I never thought we’d return to the same vacation spot every year, but my husband and I have fallen in love with Block Island, a tiny little island about 14 miles off the coast of Rhode Island.
You have to really love this place to put up with the hassles of getting there. Demand for rentals exceeds supply, so to rent a house you need to book in January and book your ferry reservations in January as well. Whenever the weather is bad, the ferry doesn’t run and you’re stuck sometimes for days waiting for service to resume. (This happened to us this year and we wound up spending 3 nights in Jamestown, R.I.)
But Block Island is worth it—gorgeous uncrowded beaches, unspoiled meadows and woodland, great restaurants--the perfect chill-out place. We rent a house big enough to invite friends and relatives. Rick is from Rhode Island and it’s an opportunity for him to see some of his RI friends and relatives and we always invite some of our Philly friends . Part of the fun is sharing Block Island with good friends.
The view from our deck:
The view from our deck at sunset:
Last year I wrote a post defending our low-key vacation. In a sense I was arguing with my younger self. From last summer’s post:
I remember giving my sister a hard time about her Jersey shore rentals: “For the kind of money you’re spending on these shore houses, you could be going to Europe!”
I no longer think our choice needs defending. We’ll go to Block Island every year as long as we can drive.
I love the ocean and for years tried to interest Rick in the Jersey shore. I’m a Philly girl so the Jersey shore is fine with me. And the Jersey shore is only an hour and half away!
But I have to admit the Block Island beaches are far more beautiful than the Jersey shore and I’m hooked--and I'm not at all apologetic about going there year after year.
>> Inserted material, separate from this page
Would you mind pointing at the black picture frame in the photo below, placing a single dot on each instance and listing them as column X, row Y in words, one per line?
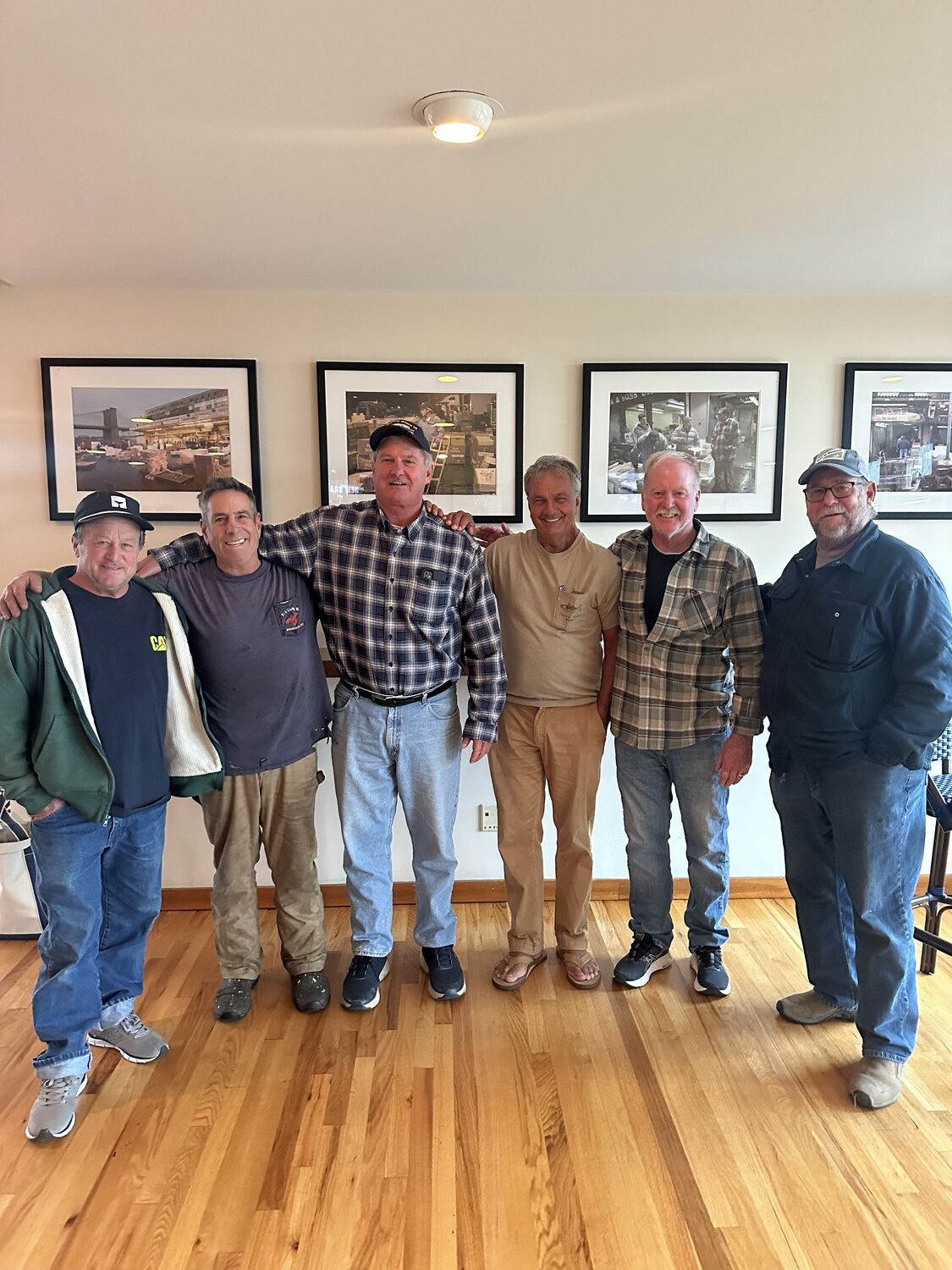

If a summer goes by and I don’t spend time at the beach I get really depressed. I don’t need a whole summer—a week will do. But I need that ocean fix. (Freud was onto something when he referred to religious/ spiritual experience as that “oceanic”feeling.)
I noticed that I’m no longer constantly second guessing decisions and subjecting everything I do to hypercritical scrutiny. Psychologists tell us we get less neurotic as we age--compensation of sorts for the wrinkles, aches and pains that come with one’s 60’s.
Maybe this is what’s going on with me. I don’t feel guilty about not going to a foreign country and learning about a different culture. So what if we want to go to the same low-key vacation place every summer!